There were many shops along the Main Bazaar catering to the tourist (right pic). Most of them sold souveniers, trinkets, t-shirts, traditional garb and ethnic statues and masks, while others were slightly high-end, like Artrageously Ramsay Ong
. I loved the paintings and clothes he had on display, but I couldn’t really afford any of them. I also loved the way his gallery (and a number of other shops) had been designed. Some of them had little waterfalls inside the old airwell seperating the main shop and the backlot, while all of them utilised the upstairs as part of their shop/gallery. I think this is definitely one thing KL folk should pay attention to, rather than tearing down old shoplots, or painting them inelegent shades of pink and salmon.
Marvelling at the quaint charming shoplots along and slightly off the Main Bazaar (pics above), I came across signs pointing towards “Bishopsgate”. Curiously, there were signs all over the place, pointing towards some secret destination, signs which everyone else on the street seem to be ignoring. I just followed them doggedly, down through quiet streets, and little alleyways, until I finally came upon a little tiled square inbetween two rows of shophouses. There was a little old fashioned street lamp, wall with a plaque, proudly proclaiming that this was “Bishopsgate”, a litte piece of wall (pic below) which formerly was part of the gates leading to the Anglican mission, most of which had been torn down for development. I think it’s wonderful they’ve managed to retain that little bit of wall, make little signs to it like a little enigmatic tourist secret. Good one.
After this, I just decided to walk up quickly to the main promenade along the riverbank, and came across the Square Tower (pic below). This is a tiny building, built in 1879 for prisoners’ detention. The square was apparently later converted into a fortress, then a dance hall. Today, it acts as a multimedia centre displaying Sarawak’s tourist attractions.

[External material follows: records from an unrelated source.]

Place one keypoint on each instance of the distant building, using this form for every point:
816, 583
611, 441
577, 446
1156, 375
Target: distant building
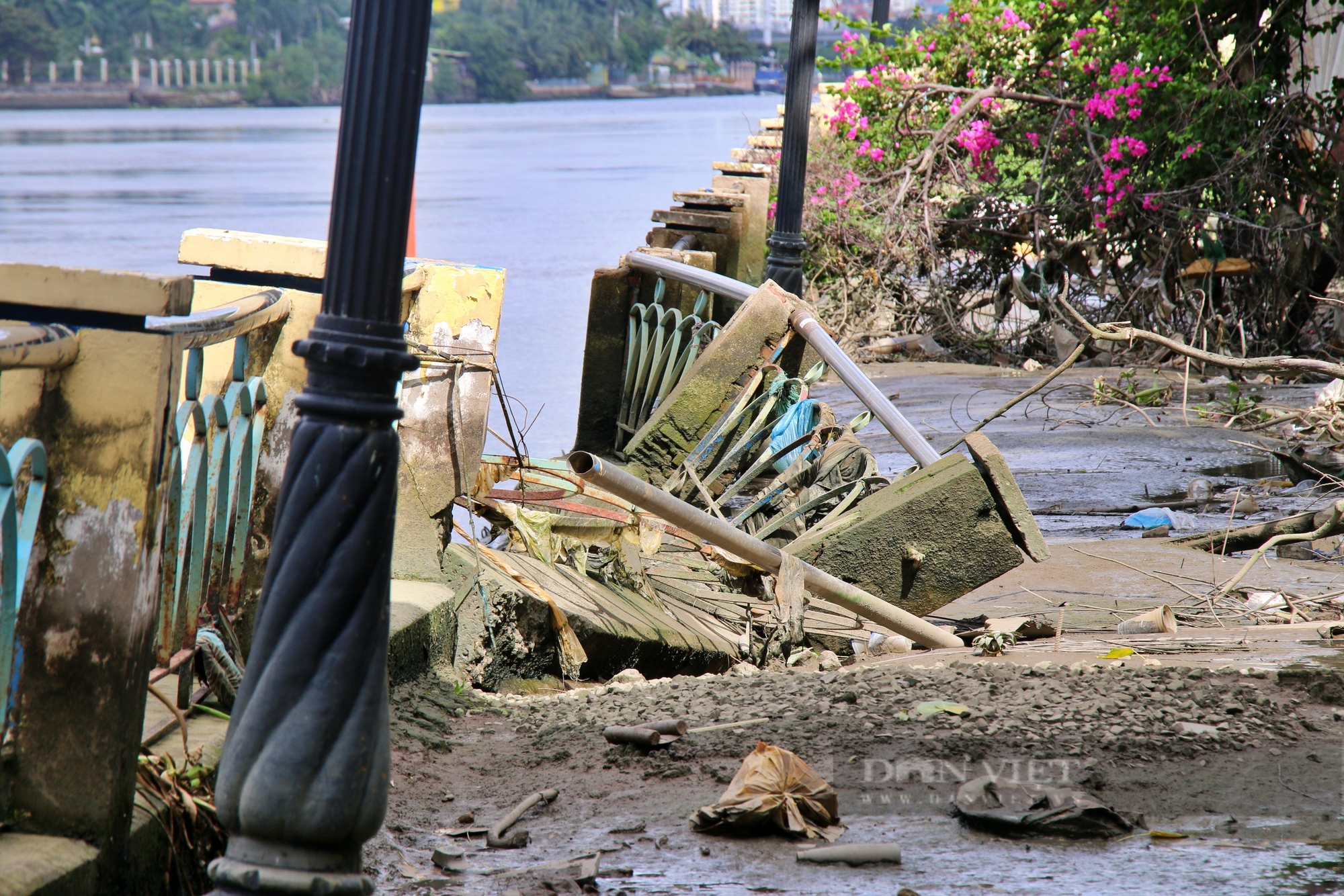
767, 22
220, 14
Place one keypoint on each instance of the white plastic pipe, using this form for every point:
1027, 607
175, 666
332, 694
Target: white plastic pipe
872, 397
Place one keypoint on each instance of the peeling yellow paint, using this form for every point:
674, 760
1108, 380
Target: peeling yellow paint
456, 295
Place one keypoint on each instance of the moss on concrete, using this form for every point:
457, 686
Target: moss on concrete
920, 543
718, 377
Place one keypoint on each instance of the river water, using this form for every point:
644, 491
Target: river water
548, 190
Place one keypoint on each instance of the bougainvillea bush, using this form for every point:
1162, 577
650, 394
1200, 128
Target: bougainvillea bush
972, 162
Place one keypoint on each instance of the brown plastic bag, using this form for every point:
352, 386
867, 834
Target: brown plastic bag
773, 787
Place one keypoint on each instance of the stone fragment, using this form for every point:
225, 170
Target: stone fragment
1194, 729
627, 678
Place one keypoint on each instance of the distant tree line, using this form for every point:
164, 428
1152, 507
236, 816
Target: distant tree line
513, 41
303, 42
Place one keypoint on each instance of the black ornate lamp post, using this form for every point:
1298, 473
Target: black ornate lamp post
881, 13
303, 782
784, 264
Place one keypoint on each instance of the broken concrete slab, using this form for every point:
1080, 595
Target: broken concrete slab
1013, 506
921, 542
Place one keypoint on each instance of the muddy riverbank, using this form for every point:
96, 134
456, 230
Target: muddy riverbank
1251, 797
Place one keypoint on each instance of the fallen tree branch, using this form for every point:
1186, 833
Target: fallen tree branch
1124, 332
1337, 512
1022, 397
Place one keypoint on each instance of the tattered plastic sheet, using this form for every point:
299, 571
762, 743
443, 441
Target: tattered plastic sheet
775, 788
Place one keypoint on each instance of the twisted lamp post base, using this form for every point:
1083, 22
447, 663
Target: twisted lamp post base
304, 778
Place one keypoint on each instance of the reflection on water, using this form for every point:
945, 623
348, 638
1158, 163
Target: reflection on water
549, 191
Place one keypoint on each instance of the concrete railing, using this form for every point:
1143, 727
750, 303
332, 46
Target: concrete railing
87, 607
150, 421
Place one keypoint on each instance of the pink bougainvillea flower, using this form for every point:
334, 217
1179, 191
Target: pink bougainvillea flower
1009, 19
979, 139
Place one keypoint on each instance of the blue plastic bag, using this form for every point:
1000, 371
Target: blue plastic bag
795, 424
1154, 518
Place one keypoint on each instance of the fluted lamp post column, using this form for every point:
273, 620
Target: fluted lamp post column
784, 264
303, 782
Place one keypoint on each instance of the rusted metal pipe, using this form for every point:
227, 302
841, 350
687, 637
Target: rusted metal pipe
806, 324
756, 551
41, 346
632, 735
670, 727
495, 836
217, 324
853, 854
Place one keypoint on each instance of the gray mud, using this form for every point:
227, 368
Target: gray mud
1251, 797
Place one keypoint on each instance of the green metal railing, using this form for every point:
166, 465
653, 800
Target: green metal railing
661, 349
34, 346
214, 447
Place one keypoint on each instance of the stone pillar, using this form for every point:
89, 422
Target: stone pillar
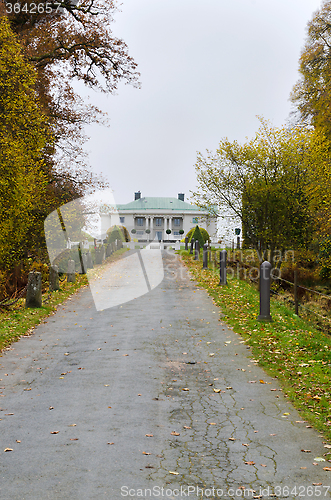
265, 270
89, 260
54, 278
71, 274
205, 256
33, 293
191, 246
223, 256
197, 250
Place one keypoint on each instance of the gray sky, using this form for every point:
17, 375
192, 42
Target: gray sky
207, 69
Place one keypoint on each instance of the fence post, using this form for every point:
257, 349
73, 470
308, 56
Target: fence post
71, 274
265, 270
89, 260
223, 255
33, 292
296, 303
54, 278
197, 250
205, 256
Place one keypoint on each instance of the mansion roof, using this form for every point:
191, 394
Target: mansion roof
151, 203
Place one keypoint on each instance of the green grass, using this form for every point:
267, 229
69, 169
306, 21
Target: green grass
288, 348
19, 321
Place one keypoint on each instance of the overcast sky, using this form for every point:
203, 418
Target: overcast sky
207, 69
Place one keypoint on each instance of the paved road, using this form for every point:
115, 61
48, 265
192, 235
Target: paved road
117, 375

Right across the street from the Square Tower is the Court House (pic below), an elegent building which reminds me of those old buildings in Singapore’s main colonial heritage area near the Singapore Padang. It was built in 1874 as an administrative block. State Council meetings were held there from that time, until as recently as 1973. It now houses the High Court, Magistrate’s Court and several governmental departments. The site on which the Court House sits used to be a missionary.
Feeling tired, I walked back to the hotel, coming across even more public art pieces, on which children play. Unfortunately, I couldn’t get any other photos that day because my battery died. However, we didn’t do much else that evening, except to have dinner at an Italian restaurant (because both our tummies were a little upset, and needed something gentle and friendly), and tv in the hotel room.